1. For the most part, buying a sustainable product, not wrapped in plastic, simplifies your life. When you decide to seek out more earth friendly options, you have more time to deal with other things in your life rather than worry about more micro-plastics in your body, putting plastic in your recycling bin only to know it won’t get recycled or thinking about what harmful chemicals are lurking in your products. It frees up your precious time.

2. If a large corporation is behind whatever ‘sustainable’ product is being advertised, like Proctor & Gamble’s Tide, take all their claims with a enormous grain of salt. Greenwashing is the norm. Some of these corporations sustainability pages are quite, unintentionally, funny.

3. It is very easy to get fooled into thinking a company or a product is being truly, earth-friendly. So if you find out your favorite soap company buys plastic offsets and still uses plastic packaging, (which you were willing to deal with since you really liked what the company was all about) don’t get upset with yourself. You’ve learned something. Move on to a better company.

4. We learned what plastic offsets were and how gravely disappointed we were to see Grove Collaborative, among others, pay to burn plastic in underserved parts of the world just so they can claim to be “plastic neutral,” and lure customers into thinking that’s a good thing. Buring plastic to fuel cement kilns is worse than burning coal.
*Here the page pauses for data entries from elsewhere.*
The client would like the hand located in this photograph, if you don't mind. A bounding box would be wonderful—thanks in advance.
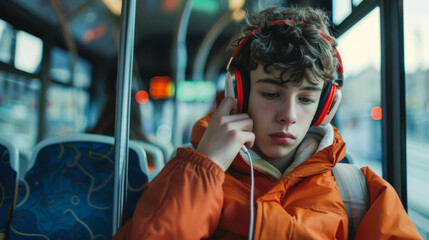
[196,97,255,171]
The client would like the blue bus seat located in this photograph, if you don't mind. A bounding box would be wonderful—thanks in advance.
[0,138,19,239]
[134,140,165,181]
[9,134,148,239]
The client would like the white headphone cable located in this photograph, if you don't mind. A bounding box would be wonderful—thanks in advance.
[241,146,255,240]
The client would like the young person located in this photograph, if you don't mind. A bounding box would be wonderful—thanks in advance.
[115,7,420,239]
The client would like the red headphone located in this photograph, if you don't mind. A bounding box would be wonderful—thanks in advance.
[225,19,343,126]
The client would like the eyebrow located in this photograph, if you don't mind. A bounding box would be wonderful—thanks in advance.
[256,78,322,91]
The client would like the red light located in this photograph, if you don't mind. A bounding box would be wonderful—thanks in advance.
[149,76,172,99]
[136,91,149,104]
[371,107,383,120]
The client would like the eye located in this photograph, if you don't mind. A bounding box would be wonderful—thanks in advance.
[299,97,316,105]
[261,92,280,100]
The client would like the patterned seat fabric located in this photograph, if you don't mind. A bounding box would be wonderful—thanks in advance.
[9,142,148,239]
[0,144,17,239]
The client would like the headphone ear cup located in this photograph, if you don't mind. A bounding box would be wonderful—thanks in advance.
[320,89,343,125]
[225,70,243,113]
[311,82,342,126]
[225,72,237,99]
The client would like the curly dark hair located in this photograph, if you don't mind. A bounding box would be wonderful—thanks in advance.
[229,7,338,85]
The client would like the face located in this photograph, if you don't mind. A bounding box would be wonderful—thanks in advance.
[248,64,323,160]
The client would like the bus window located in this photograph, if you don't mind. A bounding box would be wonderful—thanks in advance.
[404,0,429,239]
[0,19,13,63]
[332,0,352,25]
[46,84,89,137]
[15,31,43,73]
[0,71,41,155]
[334,8,382,176]
[49,46,92,88]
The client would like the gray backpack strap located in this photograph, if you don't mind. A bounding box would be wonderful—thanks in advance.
[332,163,369,239]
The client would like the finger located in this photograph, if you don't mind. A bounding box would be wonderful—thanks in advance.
[213,97,237,117]
[222,115,253,132]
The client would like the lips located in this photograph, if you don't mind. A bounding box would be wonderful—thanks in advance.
[268,132,295,144]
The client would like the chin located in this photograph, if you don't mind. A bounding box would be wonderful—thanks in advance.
[254,146,292,160]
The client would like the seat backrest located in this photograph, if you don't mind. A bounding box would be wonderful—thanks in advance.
[0,138,19,239]
[135,141,165,181]
[9,134,148,239]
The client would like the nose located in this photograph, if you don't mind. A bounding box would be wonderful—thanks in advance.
[277,100,297,125]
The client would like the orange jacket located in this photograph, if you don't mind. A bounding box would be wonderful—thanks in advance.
[114,115,421,239]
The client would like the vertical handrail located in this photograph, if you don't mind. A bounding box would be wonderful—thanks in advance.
[172,0,193,146]
[380,0,407,209]
[112,0,136,236]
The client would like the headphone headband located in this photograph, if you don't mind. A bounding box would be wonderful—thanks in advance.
[226,19,343,89]
[225,19,343,126]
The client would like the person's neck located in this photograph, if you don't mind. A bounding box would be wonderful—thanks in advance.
[252,145,296,173]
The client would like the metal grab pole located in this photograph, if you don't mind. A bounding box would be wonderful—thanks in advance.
[112,0,136,236]
[172,0,193,147]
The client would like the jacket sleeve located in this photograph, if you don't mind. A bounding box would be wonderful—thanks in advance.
[113,148,225,239]
[355,167,422,239]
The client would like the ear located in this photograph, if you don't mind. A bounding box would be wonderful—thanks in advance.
[320,89,343,125]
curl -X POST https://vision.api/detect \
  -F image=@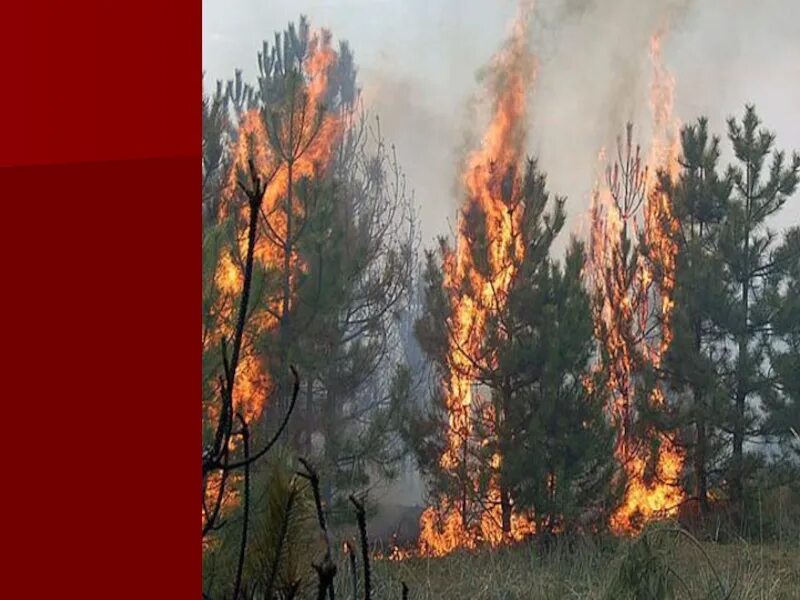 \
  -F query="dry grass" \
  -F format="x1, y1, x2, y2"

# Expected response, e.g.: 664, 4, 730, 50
337, 531, 800, 600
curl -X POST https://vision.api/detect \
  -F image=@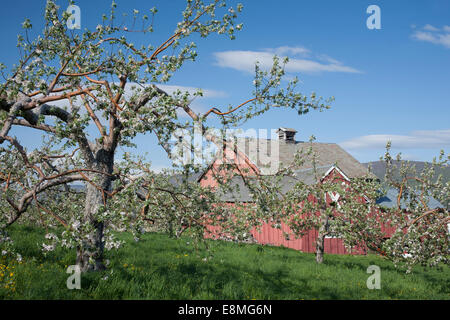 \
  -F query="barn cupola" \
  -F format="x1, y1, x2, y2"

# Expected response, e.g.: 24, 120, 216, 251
277, 127, 297, 142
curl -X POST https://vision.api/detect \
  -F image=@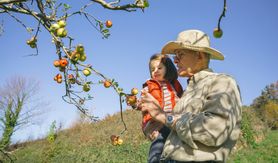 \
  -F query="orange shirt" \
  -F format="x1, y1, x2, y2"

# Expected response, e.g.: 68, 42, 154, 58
142, 79, 183, 131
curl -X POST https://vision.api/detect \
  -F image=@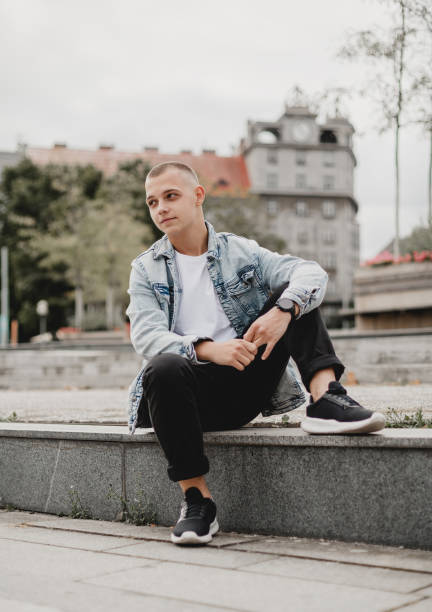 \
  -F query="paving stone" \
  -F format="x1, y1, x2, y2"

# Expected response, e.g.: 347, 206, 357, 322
417, 583, 432, 597
85, 562, 418, 612
0, 525, 132, 550
0, 595, 59, 612
228, 537, 432, 574
25, 513, 263, 548
0, 540, 154, 582
2, 575, 230, 612
396, 597, 432, 612
242, 557, 431, 593
0, 510, 64, 524
103, 542, 276, 568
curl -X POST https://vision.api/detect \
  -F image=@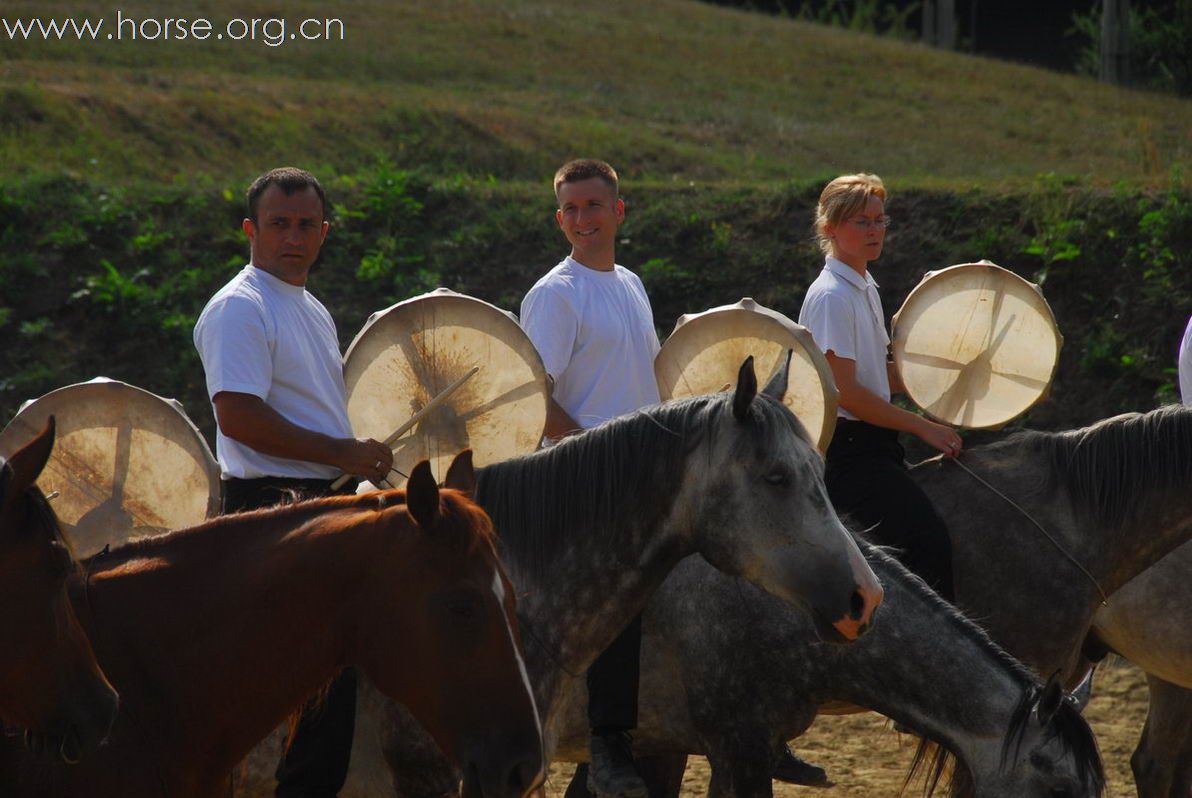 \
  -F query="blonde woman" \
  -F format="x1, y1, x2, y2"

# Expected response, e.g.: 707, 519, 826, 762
774, 174, 961, 786
799, 174, 961, 600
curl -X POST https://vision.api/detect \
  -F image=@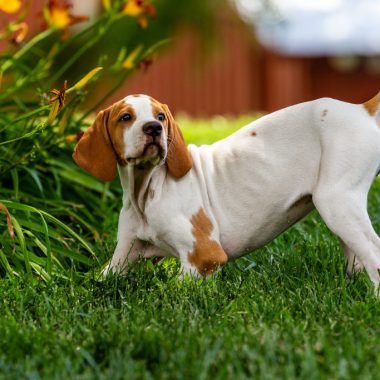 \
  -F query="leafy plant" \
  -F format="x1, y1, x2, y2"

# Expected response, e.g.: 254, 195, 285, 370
0, 0, 220, 279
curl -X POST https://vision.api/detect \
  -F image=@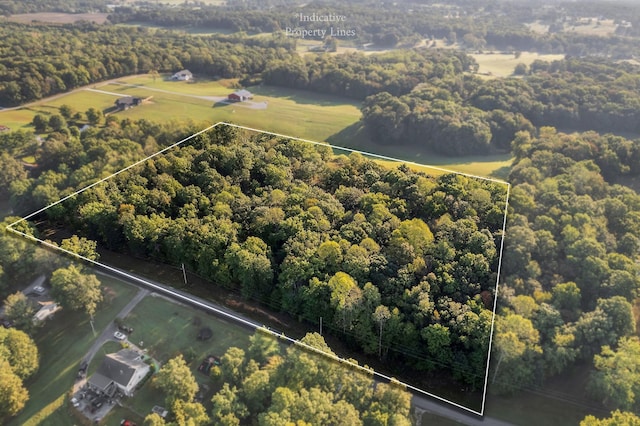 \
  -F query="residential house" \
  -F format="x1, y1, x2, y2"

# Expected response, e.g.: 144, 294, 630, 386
227, 89, 253, 102
87, 349, 151, 396
171, 70, 193, 81
115, 96, 142, 110
33, 300, 62, 324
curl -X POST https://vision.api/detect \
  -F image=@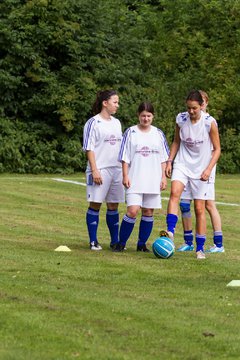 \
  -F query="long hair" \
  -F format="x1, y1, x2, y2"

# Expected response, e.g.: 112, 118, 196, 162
92, 90, 117, 115
137, 101, 154, 115
186, 90, 203, 105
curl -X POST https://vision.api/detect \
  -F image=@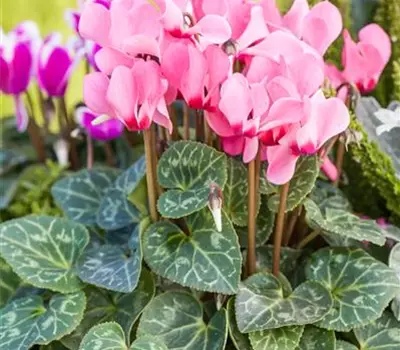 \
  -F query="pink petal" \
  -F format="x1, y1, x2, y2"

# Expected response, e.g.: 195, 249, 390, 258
303, 1, 343, 55
283, 0, 310, 38
83, 72, 113, 116
358, 24, 392, 65
94, 47, 133, 75
221, 136, 245, 156
122, 34, 160, 58
236, 6, 269, 50
79, 2, 111, 46
107, 66, 138, 129
190, 15, 232, 44
321, 157, 339, 182
219, 73, 252, 133
243, 137, 259, 163
267, 145, 299, 185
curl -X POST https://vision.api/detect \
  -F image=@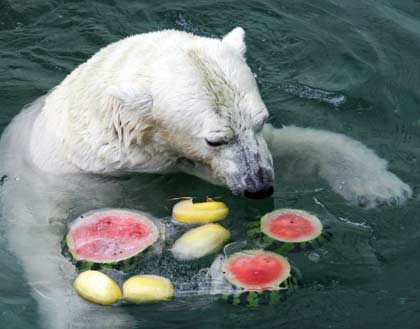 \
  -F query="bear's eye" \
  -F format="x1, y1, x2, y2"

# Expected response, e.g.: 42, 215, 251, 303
206, 138, 227, 147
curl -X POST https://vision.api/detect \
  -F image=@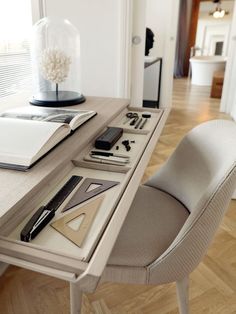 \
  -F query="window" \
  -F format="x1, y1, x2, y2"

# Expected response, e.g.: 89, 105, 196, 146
0, 0, 32, 97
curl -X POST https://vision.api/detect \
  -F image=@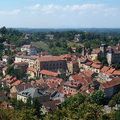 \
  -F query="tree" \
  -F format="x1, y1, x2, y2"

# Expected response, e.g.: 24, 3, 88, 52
33, 98, 42, 119
108, 92, 120, 107
0, 26, 7, 34
90, 90, 105, 105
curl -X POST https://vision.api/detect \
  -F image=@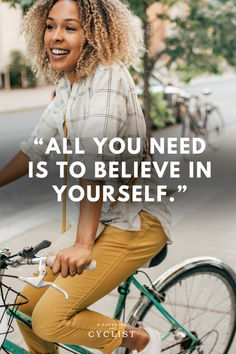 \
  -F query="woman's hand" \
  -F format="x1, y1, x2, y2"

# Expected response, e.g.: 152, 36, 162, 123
52, 244, 93, 278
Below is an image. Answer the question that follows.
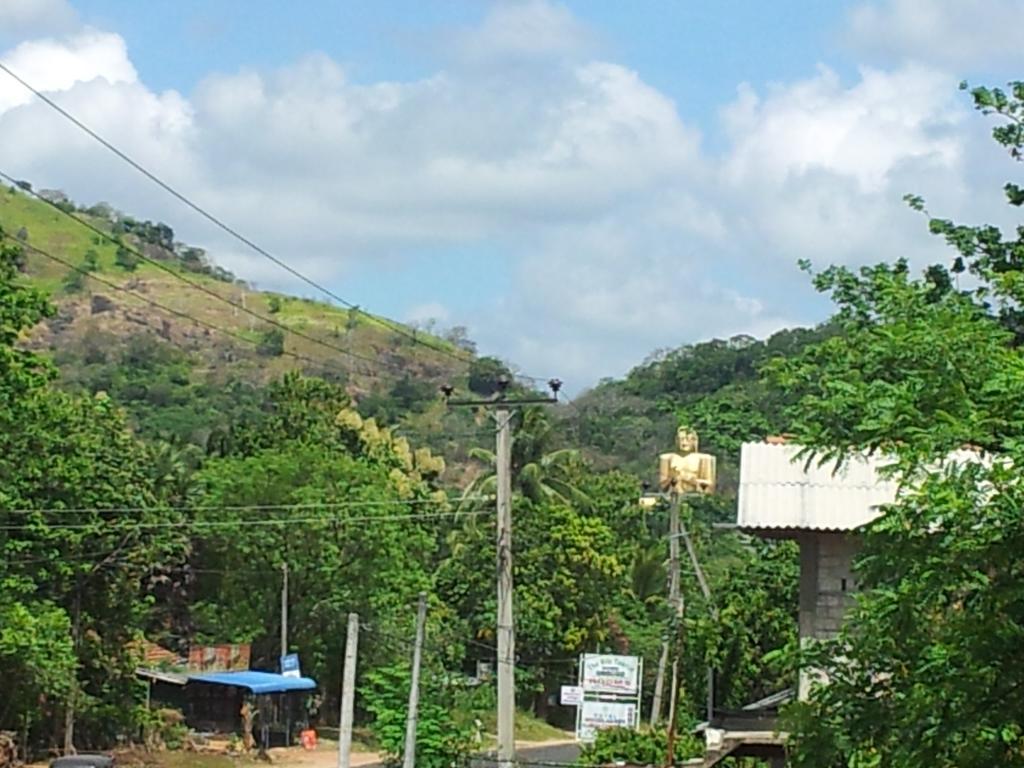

Or hey, just stop selling plastic as that is plastic neutral too.

5. Some of the things we hoped we would keep buying turned out to be inadequate. Disappointment usually came in the form of a product falling out of its intended container (we had high hopes for the Dove refillable deodorant) or not melting completely in my washing machine or just being a stupid price for having to add my own water AND help save the environment.

6. It’s not easy to find products in stores that are not in plastic. Most times you will have to shop online.